” Doktor Dokunuşu ” hasta- hekim ilişkisinin temelinde yatan dönüştürücü ve üstün bir ritüeldir. Bize insan elinin gücünü gösterir. Böyle basit bir yöntemle, duyuların kullanılarak, bedeni muayene etme yetisi, aslında yeni bir yöntemdir.
Perküsyon ( elle vurarak muayene ), Avusturyalı hekim Leopold Auenbrugger’in bulduğu bir yöntem…
Auenbrugger, 1761 yılında 95 sayfalık bir medikal tanı kitabı yayımlamıştır. Inventum Novum ( yeni buluş ) kitabında, perküsyonla ilgili bütün bildiklerini anlatmıştır.
Leopold Auenbrugger’in hikâyesi ise oldukça ilginçtir. Auenbrugger, bir hancının oğludur. Babası, içki küpleri ve fıçılarının dolu olup olmadığını anlamak için kenarlarına hafifçe vuruyor ve çıkardıkları seslere göre boş ya da dolu olduğunu anlayabiliyordu. Auenbrugger, bu yöntemi ilk önce akciğer muayenesinde kullanmaya başladı. Daha sonra da yaygınlaştırarak, bu yöntemle bedenin iç bölümlerinde neler olup bittiğini anlamaya çalıştı. Başlangıçta tıp topluluğu, bu yöntemi yadırgadı ve kullanmadı. Birçok meslektaşı da onu kınadı.

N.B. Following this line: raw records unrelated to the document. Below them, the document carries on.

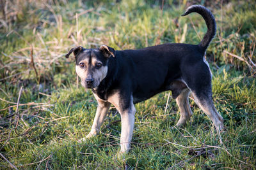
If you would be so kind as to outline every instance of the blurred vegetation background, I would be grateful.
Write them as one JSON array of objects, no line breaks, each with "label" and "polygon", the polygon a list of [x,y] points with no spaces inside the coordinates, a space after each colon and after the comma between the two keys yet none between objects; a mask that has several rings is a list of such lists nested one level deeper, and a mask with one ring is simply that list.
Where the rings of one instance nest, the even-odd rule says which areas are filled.
[{"label": "blurred vegetation background", "polygon": [[[115,159],[120,124],[113,108],[101,134],[78,145],[97,103],[77,84],[68,50],[197,44],[204,20],[180,17],[195,4],[210,9],[217,23],[206,59],[225,121],[223,143],[192,96],[189,125],[170,130],[179,111],[164,92],[136,105],[132,149],[124,160]],[[0,169],[255,169],[255,23],[254,0],[1,0]]]}]

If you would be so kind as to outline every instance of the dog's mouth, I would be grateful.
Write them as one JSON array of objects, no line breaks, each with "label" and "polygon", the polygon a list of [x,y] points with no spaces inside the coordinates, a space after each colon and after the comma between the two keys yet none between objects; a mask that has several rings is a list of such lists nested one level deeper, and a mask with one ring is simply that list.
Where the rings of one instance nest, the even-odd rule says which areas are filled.
[{"label": "dog's mouth", "polygon": [[86,83],[85,81],[82,81],[81,82],[82,86],[85,87],[86,89],[95,89],[99,85],[97,85],[97,82],[94,82],[93,83]]}]

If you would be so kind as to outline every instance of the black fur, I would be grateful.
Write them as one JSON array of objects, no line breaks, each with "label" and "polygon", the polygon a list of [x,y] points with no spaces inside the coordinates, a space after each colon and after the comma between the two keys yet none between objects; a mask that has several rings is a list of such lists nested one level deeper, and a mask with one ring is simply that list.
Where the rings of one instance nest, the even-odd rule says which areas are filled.
[{"label": "black fur", "polygon": [[[166,90],[172,90],[173,98],[177,98],[181,115],[177,126],[184,125],[193,114],[188,101],[191,91],[196,103],[212,120],[217,130],[223,129],[223,118],[215,109],[212,99],[211,71],[204,60],[205,50],[216,33],[214,18],[209,10],[198,5],[189,8],[183,15],[191,12],[200,14],[208,28],[197,45],[167,43],[120,51],[102,45],[97,49],[79,47],[78,51],[76,48],[70,50],[67,55],[76,52],[77,73],[82,81],[85,80],[82,85],[92,89],[98,102],[88,138],[96,135],[97,131],[99,131],[102,117],[107,114],[111,103],[121,115],[121,152],[127,152],[132,134],[136,111],[134,104]],[[104,67],[101,74],[95,64],[99,62]],[[86,68],[83,62],[86,63]],[[81,63],[82,68],[79,67]],[[93,75],[97,76],[97,79],[106,76],[97,85],[86,85],[86,78]]]}]

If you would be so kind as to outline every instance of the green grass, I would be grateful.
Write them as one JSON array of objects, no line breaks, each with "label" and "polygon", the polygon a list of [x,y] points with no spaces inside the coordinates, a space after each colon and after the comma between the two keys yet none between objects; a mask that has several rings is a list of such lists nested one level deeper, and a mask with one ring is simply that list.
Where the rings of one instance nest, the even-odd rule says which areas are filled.
[{"label": "green grass", "polygon": [[[164,1],[163,12],[162,1],[2,1],[0,169],[12,167],[4,157],[20,169],[255,169],[253,1]],[[184,129],[172,129],[179,115],[173,99],[164,113],[168,92],[136,105],[132,149],[124,160],[116,157],[121,125],[114,108],[99,136],[77,143],[90,132],[97,102],[80,83],[77,88],[74,59],[64,57],[68,50],[77,45],[121,50],[196,44],[207,30],[204,21],[194,13],[180,17],[193,3],[207,5],[217,22],[207,59],[214,104],[225,120],[223,144],[192,96],[191,120]],[[30,64],[31,46],[37,74]]]}]

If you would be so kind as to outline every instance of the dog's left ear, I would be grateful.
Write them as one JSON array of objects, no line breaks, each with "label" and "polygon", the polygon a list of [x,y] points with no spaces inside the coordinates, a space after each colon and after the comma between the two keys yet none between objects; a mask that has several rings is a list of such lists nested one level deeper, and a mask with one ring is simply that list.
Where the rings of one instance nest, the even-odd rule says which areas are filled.
[{"label": "dog's left ear", "polygon": [[114,48],[103,45],[99,48],[99,50],[103,53],[103,55],[108,58],[109,58],[111,55],[115,57],[116,55],[116,51]]},{"label": "dog's left ear", "polygon": [[69,52],[67,54],[66,54],[66,58],[68,58],[69,55],[72,52],[74,53],[74,55],[76,57],[83,50],[84,50],[84,48],[81,46],[77,46],[75,48],[71,48]]}]

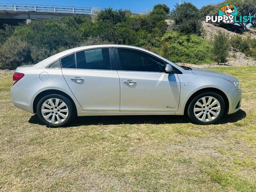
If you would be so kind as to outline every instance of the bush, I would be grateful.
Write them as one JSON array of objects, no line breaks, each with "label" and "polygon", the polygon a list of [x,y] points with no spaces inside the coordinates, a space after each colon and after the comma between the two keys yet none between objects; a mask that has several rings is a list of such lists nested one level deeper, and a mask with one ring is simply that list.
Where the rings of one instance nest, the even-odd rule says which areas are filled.
[{"label": "bush", "polygon": [[51,54],[49,49],[33,46],[31,48],[30,55],[34,63],[36,64],[50,57]]},{"label": "bush", "polygon": [[68,27],[63,20],[33,21],[16,27],[14,35],[31,45],[50,50],[74,46],[81,40],[74,26]]},{"label": "bush", "polygon": [[202,28],[201,17],[199,10],[190,3],[176,5],[171,13],[174,21],[173,30],[186,34],[200,35]]},{"label": "bush", "polygon": [[120,9],[115,10],[112,8],[106,8],[99,13],[97,17],[97,20],[109,22],[115,25],[118,23],[126,21],[131,14],[132,12],[129,10]]},{"label": "bush", "polygon": [[169,12],[170,8],[165,4],[155,5],[148,16],[149,27],[153,28],[156,26],[157,23],[164,21],[167,18]]},{"label": "bush", "polygon": [[0,46],[4,43],[7,38],[12,35],[14,32],[13,26],[4,24],[4,29],[0,29]]},{"label": "bush", "polygon": [[210,63],[211,45],[204,39],[195,34],[182,35],[170,32],[162,38],[160,54],[173,62],[194,64]]},{"label": "bush", "polygon": [[0,49],[0,68],[15,69],[31,61],[29,44],[17,38],[7,40]]},{"label": "bush", "polygon": [[[224,46],[223,45],[225,45]],[[220,63],[225,63],[229,55],[231,48],[228,36],[226,33],[219,32],[215,35],[212,42],[212,54],[214,60]]]}]

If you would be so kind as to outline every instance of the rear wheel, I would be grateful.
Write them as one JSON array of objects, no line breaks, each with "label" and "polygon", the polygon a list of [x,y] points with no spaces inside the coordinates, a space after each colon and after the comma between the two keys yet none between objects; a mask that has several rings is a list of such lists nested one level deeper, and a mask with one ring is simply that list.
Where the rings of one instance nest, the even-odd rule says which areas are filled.
[{"label": "rear wheel", "polygon": [[50,127],[67,125],[74,116],[73,104],[61,95],[52,94],[41,98],[37,104],[36,112],[39,119]]},{"label": "rear wheel", "polygon": [[225,112],[225,103],[218,94],[204,93],[195,97],[189,104],[188,115],[191,121],[200,124],[212,124],[220,120]]}]

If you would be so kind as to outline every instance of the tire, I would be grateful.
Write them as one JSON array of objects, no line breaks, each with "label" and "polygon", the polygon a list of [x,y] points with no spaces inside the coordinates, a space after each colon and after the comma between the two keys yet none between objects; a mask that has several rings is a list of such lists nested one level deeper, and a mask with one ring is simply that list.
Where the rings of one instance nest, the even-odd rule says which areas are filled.
[{"label": "tire", "polygon": [[72,102],[57,94],[42,98],[37,104],[36,112],[40,120],[50,127],[66,126],[73,120],[76,114]]},{"label": "tire", "polygon": [[225,109],[225,102],[221,96],[208,92],[195,97],[189,104],[187,112],[188,117],[194,123],[208,125],[221,119]]}]

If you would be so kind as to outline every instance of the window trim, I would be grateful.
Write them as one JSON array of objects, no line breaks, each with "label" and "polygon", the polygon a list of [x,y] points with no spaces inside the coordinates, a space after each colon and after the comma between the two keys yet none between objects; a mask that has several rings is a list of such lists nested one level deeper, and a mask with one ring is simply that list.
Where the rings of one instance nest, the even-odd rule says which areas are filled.
[{"label": "window trim", "polygon": [[[80,68],[77,68],[77,63],[76,62],[76,53],[78,53],[78,52],[81,52],[82,51],[89,51],[90,50],[94,50],[95,49],[108,49],[108,51],[109,51],[109,60],[110,60],[110,68],[111,69],[110,70],[108,70],[108,69],[80,69]],[[113,47],[98,47],[96,48],[91,48],[90,49],[84,49],[82,50],[80,50],[79,51],[76,51],[75,52],[73,52],[72,53],[70,53],[69,54],[68,54],[67,55],[66,55],[64,56],[63,56],[62,57],[61,57],[60,58],[59,58],[59,59],[60,60],[60,65],[61,66],[61,69],[73,69],[73,70],[100,70],[100,71],[113,71],[113,70],[115,70],[116,71],[116,70],[114,70],[112,69],[112,66],[114,65],[114,64],[112,64],[112,60],[113,59],[113,56],[111,55],[111,50],[113,50]],[[112,50],[112,51],[113,51],[113,50]],[[61,59],[67,56],[68,56],[69,55],[72,55],[72,54],[75,54],[75,66],[76,66],[76,68],[64,68],[62,67],[62,64],[61,63]],[[53,62],[52,63],[53,63]]]},{"label": "window trim", "polygon": [[[57,61],[58,60],[60,62],[60,68],[51,68],[50,67],[51,65],[52,65],[52,64],[53,64],[55,62]],[[60,59],[56,59],[56,60],[55,60],[54,61],[52,62],[51,63],[50,63],[49,64],[47,65],[44,68],[47,68],[47,69],[61,69],[62,67],[62,66],[61,65],[61,62],[60,62]]]}]

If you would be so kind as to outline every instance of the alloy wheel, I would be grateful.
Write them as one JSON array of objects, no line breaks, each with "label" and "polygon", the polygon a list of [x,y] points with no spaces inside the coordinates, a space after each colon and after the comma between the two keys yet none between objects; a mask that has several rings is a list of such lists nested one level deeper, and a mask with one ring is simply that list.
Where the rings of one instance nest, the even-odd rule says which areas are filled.
[{"label": "alloy wheel", "polygon": [[214,97],[206,96],[199,99],[194,107],[196,117],[200,121],[209,122],[218,116],[220,112],[220,102]]},{"label": "alloy wheel", "polygon": [[43,117],[52,124],[60,124],[68,118],[69,114],[67,104],[58,98],[50,98],[42,104],[41,112]]}]

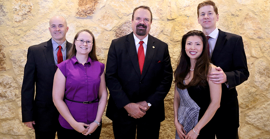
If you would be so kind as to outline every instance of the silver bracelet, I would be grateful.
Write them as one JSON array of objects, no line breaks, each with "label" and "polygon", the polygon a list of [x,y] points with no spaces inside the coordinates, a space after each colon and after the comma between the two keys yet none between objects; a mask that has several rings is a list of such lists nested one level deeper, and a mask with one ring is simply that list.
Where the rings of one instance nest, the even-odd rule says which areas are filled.
[{"label": "silver bracelet", "polygon": [[197,134],[197,133],[196,133],[196,132],[195,132],[195,131],[194,131],[194,128],[193,128],[193,132],[194,132],[194,133],[195,133],[195,134],[196,134],[197,135],[200,135],[200,134]]}]

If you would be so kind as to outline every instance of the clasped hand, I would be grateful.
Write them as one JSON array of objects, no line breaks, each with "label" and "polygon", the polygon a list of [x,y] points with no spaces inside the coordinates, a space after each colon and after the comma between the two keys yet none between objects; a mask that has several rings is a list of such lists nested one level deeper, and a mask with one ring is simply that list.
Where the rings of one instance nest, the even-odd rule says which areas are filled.
[{"label": "clasped hand", "polygon": [[[90,124],[83,123],[77,122],[75,125],[72,125],[71,126],[76,131],[86,136],[95,131],[97,128],[98,125],[97,123],[94,122]],[[87,127],[85,128],[84,126]]]},{"label": "clasped hand", "polygon": [[141,110],[146,110],[147,108],[139,103],[130,103],[124,106],[124,108],[128,113],[128,116],[135,118],[142,117],[146,113]]}]

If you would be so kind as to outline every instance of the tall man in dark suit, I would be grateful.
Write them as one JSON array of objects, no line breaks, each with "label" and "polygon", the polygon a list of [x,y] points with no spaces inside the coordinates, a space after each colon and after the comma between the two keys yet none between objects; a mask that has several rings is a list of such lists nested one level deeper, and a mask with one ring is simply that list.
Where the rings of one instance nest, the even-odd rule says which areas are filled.
[{"label": "tall man in dark suit", "polygon": [[72,45],[65,39],[69,27],[64,17],[54,16],[49,24],[52,38],[28,48],[21,90],[22,122],[38,139],[55,138],[60,126],[52,96],[55,65],[65,60]]},{"label": "tall man in dark suit", "polygon": [[110,95],[106,115],[115,139],[158,139],[164,99],[173,80],[168,45],[149,34],[150,8],[135,8],[133,32],[112,41],[106,79]]},{"label": "tall man in dark suit", "polygon": [[213,2],[200,3],[197,12],[198,22],[209,39],[209,54],[219,71],[211,73],[209,80],[222,84],[220,107],[213,119],[216,124],[214,131],[209,132],[215,132],[218,139],[238,138],[239,108],[235,87],[249,76],[242,37],[218,29],[218,8]]}]

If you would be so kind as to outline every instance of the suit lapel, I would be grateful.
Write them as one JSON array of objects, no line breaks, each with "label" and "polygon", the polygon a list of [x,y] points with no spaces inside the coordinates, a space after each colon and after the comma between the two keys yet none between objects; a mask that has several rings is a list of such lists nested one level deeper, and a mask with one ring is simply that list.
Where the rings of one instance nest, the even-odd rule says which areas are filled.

Ancak perküsyon yöntemi, bugün hâlâ kullanılan, genel fizik bakının ( muayenenin ) dört ana yönteminden biridir. Bu yöntemler, inspeksiyon, palpasyon, perküsyon, oskültasyon, yani gözle bakma, elle yoklama, parmakla darbe yapma ve kulakla vücüt seslerini dinleme olup, dokunuşun gücüdür.